Why case classes are better than variant types

2 December 2011

One of the better features from functional programming languages are variant types (a.k.a. algebraic data types). Basically they are a way of enumerating a small set of possibilities and then making sure that you handle every possible case. However, in real world use variant types tend to run into a few annoying problems. While working on the Harmonic compiler, I found that Scala’s case classes addressed some of these shortcomings.

My goal in writing Scala code was to never have an assert false to cover situations I knew could not occur. I did not quite succeed, but I got really close, much closer than I ever got in any other language.

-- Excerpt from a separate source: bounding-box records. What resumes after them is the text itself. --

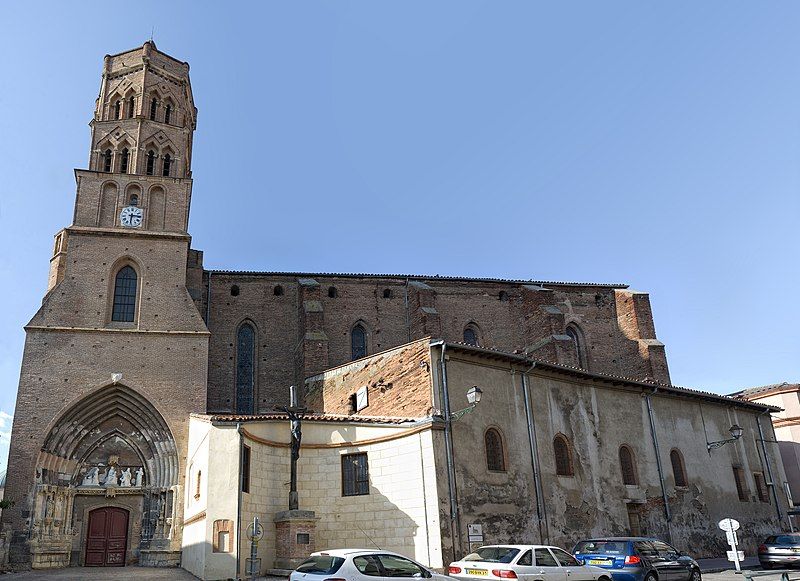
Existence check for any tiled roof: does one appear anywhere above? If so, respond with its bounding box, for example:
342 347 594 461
200 413 420 425
729 381 800 400
206 269 628 289
439 341 781 412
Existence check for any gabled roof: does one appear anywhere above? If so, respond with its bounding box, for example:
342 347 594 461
206 270 628 290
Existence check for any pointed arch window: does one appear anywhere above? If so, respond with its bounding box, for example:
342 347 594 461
464 325 478 347
619 445 639 486
669 448 689 486
350 323 367 361
483 428 506 472
553 434 575 476
236 323 256 414
119 147 130 173
566 323 589 369
111 266 137 323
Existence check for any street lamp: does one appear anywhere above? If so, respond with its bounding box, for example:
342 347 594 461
450 385 483 422
706 424 744 456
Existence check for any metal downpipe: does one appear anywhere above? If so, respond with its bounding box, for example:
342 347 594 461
522 366 550 543
644 389 672 543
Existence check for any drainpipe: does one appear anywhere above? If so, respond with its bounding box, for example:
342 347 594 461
522 363 550 544
756 412 783 523
644 387 672 543
439 341 461 561
236 422 244 580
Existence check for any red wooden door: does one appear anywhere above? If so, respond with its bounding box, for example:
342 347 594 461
86 506 128 567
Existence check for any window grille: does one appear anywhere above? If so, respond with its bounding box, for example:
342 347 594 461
236 323 255 414
733 466 750 502
669 450 689 486
619 446 638 485
111 266 136 323
483 428 506 472
350 325 367 361
342 452 369 496
553 434 574 476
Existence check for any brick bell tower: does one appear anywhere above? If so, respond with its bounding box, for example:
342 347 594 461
0 41 209 569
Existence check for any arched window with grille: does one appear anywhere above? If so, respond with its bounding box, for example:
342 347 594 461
350 323 367 361
111 266 137 323
553 434 575 476
566 323 589 369
119 147 130 173
619 445 639 486
236 323 256 414
669 448 689 486
464 325 478 347
483 428 506 472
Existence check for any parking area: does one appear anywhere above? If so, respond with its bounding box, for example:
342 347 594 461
0 567 197 581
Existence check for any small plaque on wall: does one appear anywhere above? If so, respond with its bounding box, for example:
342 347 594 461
356 385 369 412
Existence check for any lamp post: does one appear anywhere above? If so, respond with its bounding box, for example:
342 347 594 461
450 385 483 422
706 424 744 456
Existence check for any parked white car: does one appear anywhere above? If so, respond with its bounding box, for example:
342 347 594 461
447 545 611 581
289 549 453 581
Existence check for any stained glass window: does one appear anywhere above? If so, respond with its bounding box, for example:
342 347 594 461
236 323 255 414
111 266 136 323
350 325 367 361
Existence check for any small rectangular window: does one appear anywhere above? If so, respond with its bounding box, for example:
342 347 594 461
753 472 769 502
733 466 750 502
242 446 250 492
342 452 369 496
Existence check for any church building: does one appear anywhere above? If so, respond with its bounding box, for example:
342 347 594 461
0 41 788 579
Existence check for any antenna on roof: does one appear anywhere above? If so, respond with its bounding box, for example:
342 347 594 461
353 523 383 551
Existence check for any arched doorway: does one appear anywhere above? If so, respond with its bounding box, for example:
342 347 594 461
85 506 128 567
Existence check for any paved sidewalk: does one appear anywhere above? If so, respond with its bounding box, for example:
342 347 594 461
0 565 197 581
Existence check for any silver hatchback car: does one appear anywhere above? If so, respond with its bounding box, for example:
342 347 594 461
758 533 800 569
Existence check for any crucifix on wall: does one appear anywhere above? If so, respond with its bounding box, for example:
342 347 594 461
275 385 308 510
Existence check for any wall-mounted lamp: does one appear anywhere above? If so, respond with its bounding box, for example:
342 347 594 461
706 424 744 455
450 385 483 422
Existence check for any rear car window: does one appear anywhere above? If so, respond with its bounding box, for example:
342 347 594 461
297 555 344 575
464 547 519 563
575 541 628 555
767 535 800 545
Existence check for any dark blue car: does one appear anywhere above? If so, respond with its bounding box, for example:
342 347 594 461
572 537 701 581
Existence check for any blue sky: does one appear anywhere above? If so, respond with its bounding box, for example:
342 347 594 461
0 0 800 466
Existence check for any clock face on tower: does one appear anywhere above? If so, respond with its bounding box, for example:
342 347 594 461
119 206 143 228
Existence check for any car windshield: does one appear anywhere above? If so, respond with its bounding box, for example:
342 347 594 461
463 547 519 563
574 541 628 555
767 535 800 545
297 555 344 575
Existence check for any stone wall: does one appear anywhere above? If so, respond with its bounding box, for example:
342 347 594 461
203 271 669 413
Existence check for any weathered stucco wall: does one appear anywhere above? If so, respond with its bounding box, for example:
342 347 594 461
438 353 786 556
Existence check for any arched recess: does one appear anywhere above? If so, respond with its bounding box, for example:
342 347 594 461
97 182 119 226
37 384 179 489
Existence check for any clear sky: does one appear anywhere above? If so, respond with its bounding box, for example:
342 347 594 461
0 0 800 467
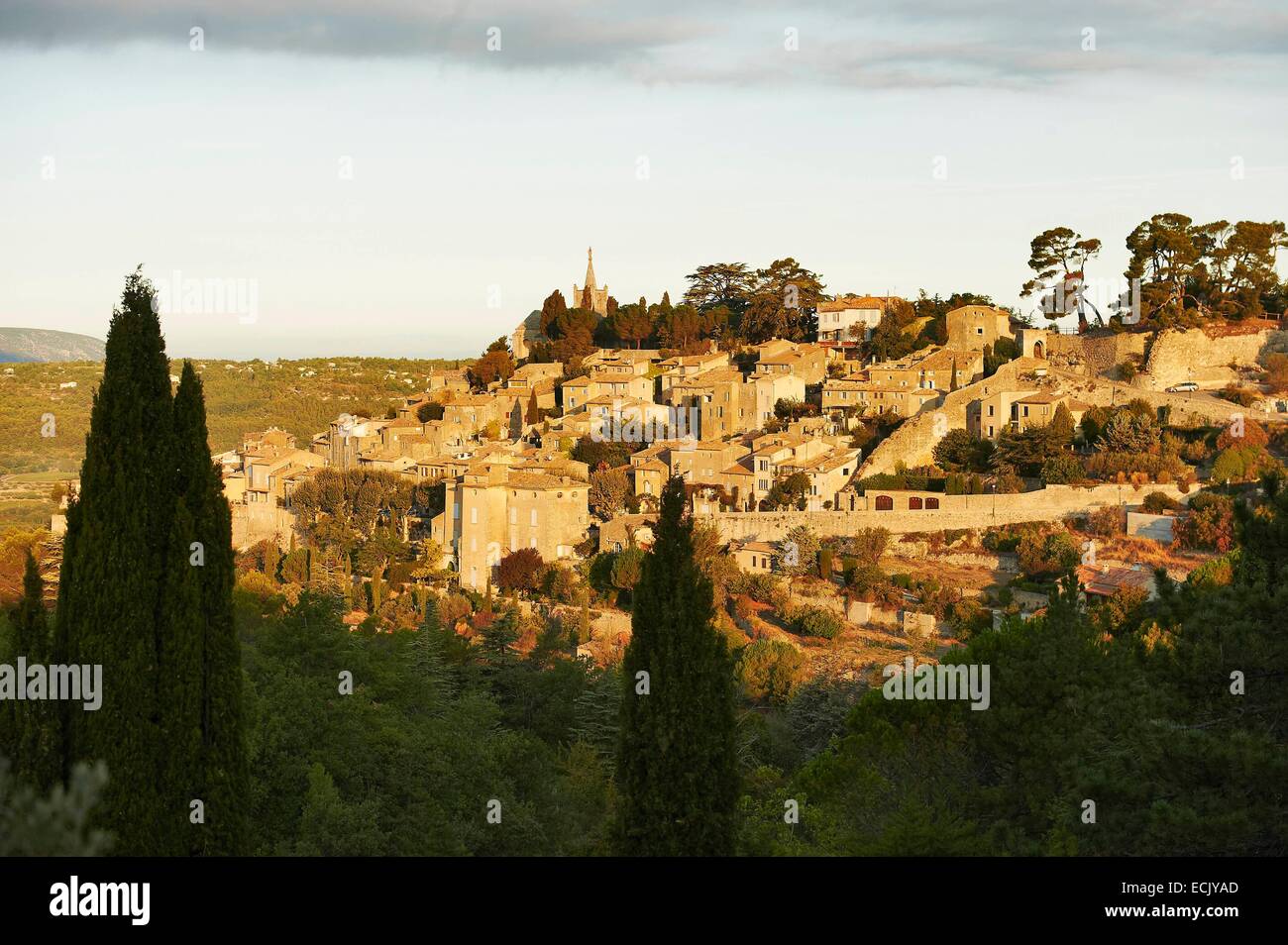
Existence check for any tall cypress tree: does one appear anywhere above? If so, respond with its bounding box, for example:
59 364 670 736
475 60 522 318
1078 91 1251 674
54 270 248 855
617 477 738 856
172 362 249 855
0 551 60 793
54 270 174 855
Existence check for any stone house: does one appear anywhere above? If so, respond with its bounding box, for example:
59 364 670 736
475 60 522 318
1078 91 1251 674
944 305 1015 352
430 461 590 589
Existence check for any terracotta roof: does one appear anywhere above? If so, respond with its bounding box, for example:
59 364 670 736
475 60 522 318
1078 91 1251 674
818 295 902 312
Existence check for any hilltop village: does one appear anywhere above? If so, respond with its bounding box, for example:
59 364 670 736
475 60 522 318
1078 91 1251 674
195 244 1288 662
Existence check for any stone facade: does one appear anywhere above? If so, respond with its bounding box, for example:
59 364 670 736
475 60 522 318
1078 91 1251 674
944 305 1014 352
430 464 590 589
568 250 608 315
700 484 1189 542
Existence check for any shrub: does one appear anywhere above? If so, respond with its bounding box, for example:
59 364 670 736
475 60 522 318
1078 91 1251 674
1042 454 1087 485
1216 417 1270 450
496 549 545 591
1018 532 1078 578
1141 491 1181 515
738 640 805 705
1172 491 1234 553
1087 507 1127 538
1221 383 1261 407
793 606 841 640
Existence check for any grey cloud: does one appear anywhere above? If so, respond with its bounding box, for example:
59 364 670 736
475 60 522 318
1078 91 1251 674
0 0 1288 89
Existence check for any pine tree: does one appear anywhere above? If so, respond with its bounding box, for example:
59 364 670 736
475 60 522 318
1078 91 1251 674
54 270 174 855
174 362 250 856
617 477 738 856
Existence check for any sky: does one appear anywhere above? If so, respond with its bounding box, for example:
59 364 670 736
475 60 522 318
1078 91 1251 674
0 0 1288 358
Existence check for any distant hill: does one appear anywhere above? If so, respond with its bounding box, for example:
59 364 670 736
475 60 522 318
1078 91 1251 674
0 328 103 362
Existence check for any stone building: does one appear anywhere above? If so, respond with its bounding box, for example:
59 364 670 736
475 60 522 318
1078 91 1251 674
944 305 1015 352
430 463 590 589
818 295 902 344
568 250 608 315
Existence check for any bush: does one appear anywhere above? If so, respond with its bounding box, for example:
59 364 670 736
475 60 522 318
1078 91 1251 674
1018 532 1079 578
496 549 545 591
738 640 805 705
1042 454 1087 485
1172 491 1234 553
793 606 841 640
1141 491 1181 515
1087 504 1127 538
1221 383 1261 407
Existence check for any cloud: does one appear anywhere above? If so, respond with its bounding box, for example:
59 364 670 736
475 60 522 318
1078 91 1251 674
0 0 1288 89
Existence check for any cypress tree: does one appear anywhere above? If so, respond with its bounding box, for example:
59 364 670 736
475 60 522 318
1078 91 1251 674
53 270 248 855
54 270 174 855
172 362 249 855
617 477 738 856
0 551 61 793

Mostly where I failed I knew that I could refactor the types but I did not want to spend the time to do it. In this post I want to explain how and why the case class approach seems to work better than traditional variant types. In later posts I’ll cover some of the other tricks that I ended up using, particularly the approach I used to having an AST whose shape changed over time.

In O’Caml, you have something like this (I forget the precise syntax):

type expr =
|    bin_op of (op, expr, expr)
|    un_op of (op, expr)
|    tuple of (expr list)
|    ...
;

This seems great at first, but you often run into two situations. The first, which is very common, is that you want to have some helper routine which handles a subset of expressions. For example:

let lower_bin_op op left right = ...
let lower_un_op op expr = ...
let lower_expr expr = 
    case expr of
    |    bin_op(x, y, z) -> lower_bin_op x y z
    |    un_op(op, x) -> lower_un_op op x
    |    tuple(exprs) -> L.map lower_expr exprs
    |    ...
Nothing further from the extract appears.